5 stars Hits it out of the park!!
Who thought you could do a biography of three different people, each so distinct in background and sensibility, and yet make it read like a fascinating novel? I would not have thought so until I opened this book. I saw people reading it on trains and on the beach so I thought, okay, I'll try. (Skeptical.) Well, it didn't take too long, like 30 pages in, for me to get hooked. The sheer number of people the author got to talk to her, and the variety of their impressions of these women, made it so revealing, I could barely stop reading. But I did stop from time to time, just to process the information. Carole King and a husband who had a baby with another woman (a singer) while they were married? Joni in Canada as an unknown folksinger smitten by Joe of Joe and Eddie? (I thought I knew everything about her.) Bianca Jagger calling James Taylor about Carly and Mick, and James proposing because of it? Somehow it didn't sound like the National Enquirer, though. It had the weight of a serious social history. I didn't want this book to end.


3 stars Good on Details, Short on Meaning
At first glance, Sheila Weller's choice of subjects seems incongruous: Joni Mitchell is one of the transcendent talents of our time. Carole King and Carly Simon, however prolific, cannot possibly come up to that standard. But Weller is concerned with the popular zeitgeist, not comparative musicianship, and we must take her book on its own terms.

Weller writes from a feminine, not a feminist, perspective. She would probably disagree with this assessment, but her particular brand of retrospective feminism has, by now, become so mainstream as to be unexceptionable. We have all come a long way since the 60's.

Three women singer-songwriters, three different life trajectories played out against the background of the 60's. Weller's "parallel lives" succeeds as biography, but fails to extract any greater meaning. I most appreciated her obsessively detailed research; I learned a lot of factual information from this book. Later on, though, it became bogged-down in an interminable and Oprah-like recitation of who slept with whom and how they all felt about it; I would have liked more information about the corporate and sexual politics of the era, and much more about the music itself; for me at least, and I think for many of my generation, it was really all about the music, and the People-Magazine-type shenanigans of its creators and performers are really, more or less, beside the point.

That said, I again praise Weller for her incredibly detailed knowledge and accurate feel of the life and times. It's not exactly the book I had hoped for, but it is certainly worth reading.


4 stars Bogs down due to its format
I was really in a state of ANTICIPATION, since, as a boomer, I grew up with these ladies and their music.
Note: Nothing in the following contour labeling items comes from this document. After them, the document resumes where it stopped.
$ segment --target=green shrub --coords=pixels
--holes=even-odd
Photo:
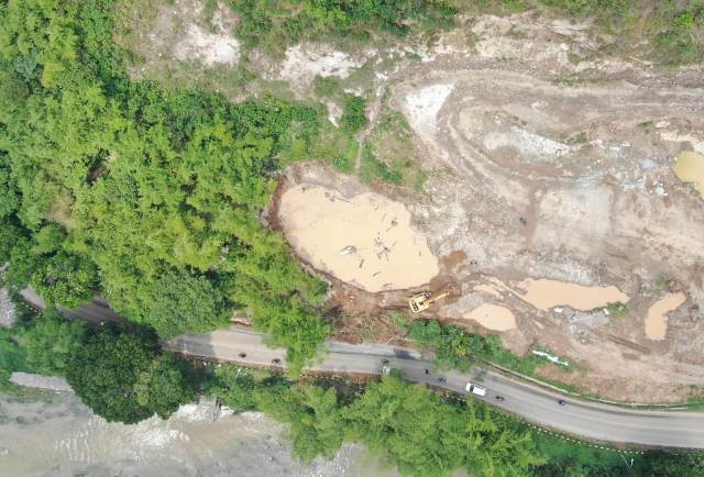
[[[352,134],[369,125],[366,101],[361,96],[346,95],[340,118],[340,127]]]

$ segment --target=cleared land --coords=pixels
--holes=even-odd
[[[174,31],[227,34],[227,10],[213,21],[185,4],[143,23],[180,9]],[[345,95],[367,101],[369,127],[290,167],[268,217],[332,285],[338,337],[397,340],[380,315],[420,289],[449,291],[426,317],[578,368],[546,366],[548,378],[613,399],[689,398],[704,382],[704,70],[610,56],[590,22],[458,23],[432,41],[304,42],[283,58],[237,45],[229,65],[209,63],[212,42],[180,66],[143,45],[134,74],[165,81],[167,66],[180,78],[198,62],[191,80],[235,101],[324,103],[331,136]],[[664,307],[673,296],[683,302]]]

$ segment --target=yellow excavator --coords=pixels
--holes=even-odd
[[[427,309],[429,309],[432,303],[443,299],[448,295],[450,293],[444,292],[444,293],[436,295],[435,297],[430,297],[429,291],[424,291],[421,293],[410,297],[408,299],[408,307],[410,308],[410,311],[413,311],[414,313],[420,313],[421,311],[426,311]]]

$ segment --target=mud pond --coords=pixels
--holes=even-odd
[[[678,156],[672,170],[682,181],[692,182],[704,199],[704,155],[684,152]]]
[[[686,301],[682,292],[670,293],[656,301],[646,317],[646,336],[648,340],[664,340],[668,334],[668,313],[676,310]]]
[[[286,237],[314,267],[371,292],[413,288],[438,275],[438,258],[406,207],[373,192],[345,198],[298,185],[280,199]]]

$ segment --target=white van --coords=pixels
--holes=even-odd
[[[468,382],[464,389],[466,389],[468,392],[472,392],[476,396],[486,396],[486,388],[473,385],[472,382]]]

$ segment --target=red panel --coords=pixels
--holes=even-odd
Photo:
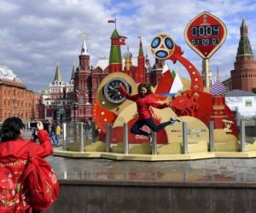
[[[202,58],[209,58],[226,37],[224,23],[204,12],[191,20],[185,29],[186,41]]]

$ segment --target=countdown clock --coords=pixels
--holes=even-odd
[[[111,103],[119,104],[125,100],[125,97],[119,91],[119,88],[120,84],[122,84],[123,87],[126,89],[126,92],[130,94],[131,87],[128,83],[123,78],[112,78],[106,83],[106,85],[104,85],[102,89],[103,95]]]
[[[218,18],[203,12],[188,24],[184,34],[189,46],[200,56],[207,59],[223,44],[227,30]]]

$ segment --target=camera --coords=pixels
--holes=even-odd
[[[29,126],[30,126],[31,128],[36,128],[37,125],[38,125],[38,122],[33,121],[33,122],[30,122],[30,123],[29,123]]]

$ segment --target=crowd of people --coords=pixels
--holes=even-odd
[[[59,145],[60,144],[60,136],[62,134],[62,127],[60,123],[53,120],[51,123],[49,120],[45,120],[43,123],[44,130],[46,130],[50,137],[52,145]],[[32,130],[32,135],[33,141],[37,141],[38,139],[38,130],[35,127],[29,127]]]

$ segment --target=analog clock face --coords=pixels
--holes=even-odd
[[[128,83],[123,78],[113,78],[103,88],[103,95],[111,103],[121,103],[125,100],[125,97],[119,91],[119,84],[125,88],[126,92],[130,93],[130,87]]]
However, by the book's midpoint, it becomes unwieldy due to combining the lives of these 3 women plus James Taylor as well as some minor players of that era. You really should read it in one sitting or weekend since there are just so many friends/lovers/albums/players to keep track of. Finally, I just read it from the middle on by each singer and skipped the tangential blend of the others. Much easier and far more lucid and rewarding. An ambitious work it should be noted.